After giving Kashmir prominent football players who would keep the spectators on the edge of their seats, Sopore’s soccer spectacle returned this fall with the ‘first night cup’. Amid the persistent official indifference, the locals have taken it upon themselves to recreate the sports aura.

Well before the tense-faced Mudasir of Bab Raza Football Club would score a match-winning goal against Sopore Legends to help his team lift the ‘first night cup’ in Sopore lately, the Apple Town was under the grip of football fever.

Sopore has been a hub of football since many decades. A local legend has it that Muhammad Subhan Janwari who died couple of years back was the first footballer from Jammu and Kashmir who brought a football shoe for himself. People of Sopore consider him the “father of football”.

Then, the townspeople say, there would be so much football festivity that the spectators would watch matches from rooftops of a college building and its water tank.

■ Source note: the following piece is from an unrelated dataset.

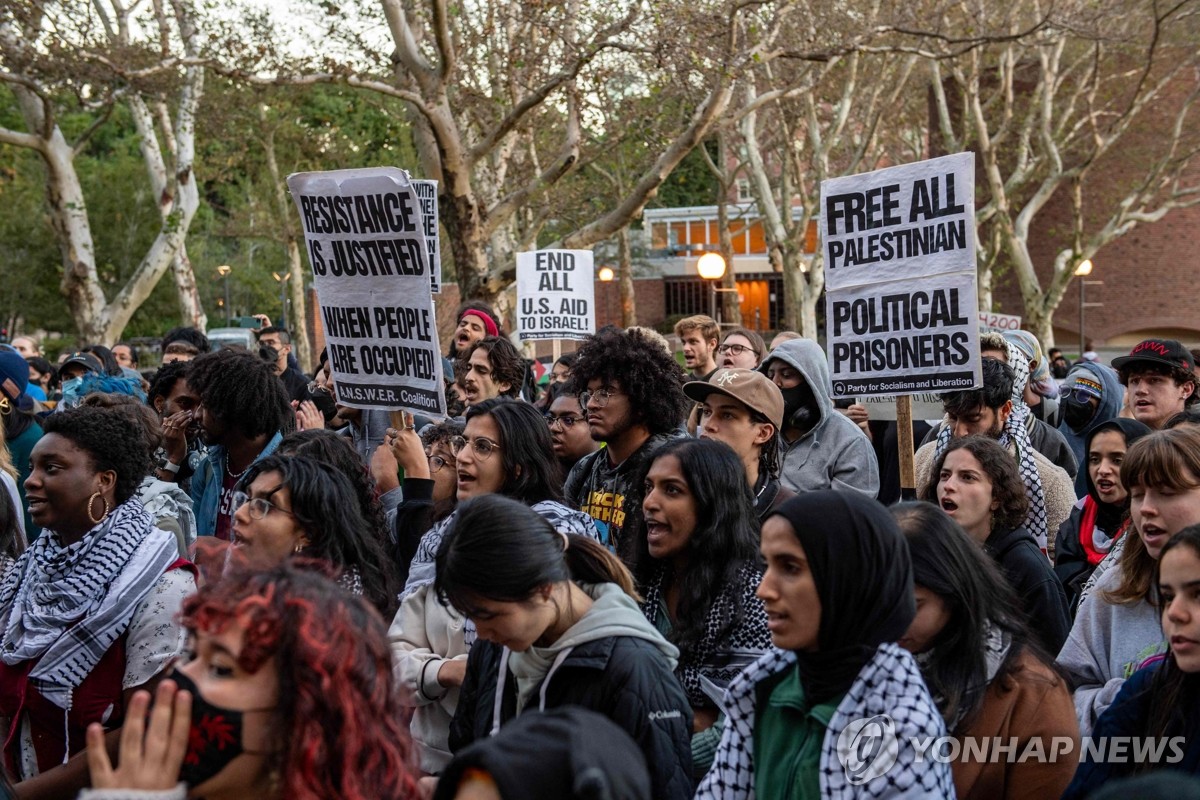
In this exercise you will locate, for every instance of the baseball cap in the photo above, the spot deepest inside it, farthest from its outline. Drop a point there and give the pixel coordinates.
(750, 388)
(1165, 352)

The town still takes pride on its football past when some football players would rock the playfields with spectacular performances.

Amid the rising  turmoil, many tried to recreate the sports aura — but the trend wouldn’t pick, until the impasse ended on September 2 this year, when the “First Night Cup” football tournament was kick-started at Sopore’s Charai Ground. 

The tournament created a small, yet significant, change in the town — where markets would usually close immediately after dusk. With the return of the soccer spectacle, the ensued fanfare and festivity uplifted the pervasive night hush.

The ground is located in a vast area spread over thousands of kanals of land, locally called Charai. In addition to cattle grazing, a small piece of land is used by locals for playing different games, mostly football and cricket.  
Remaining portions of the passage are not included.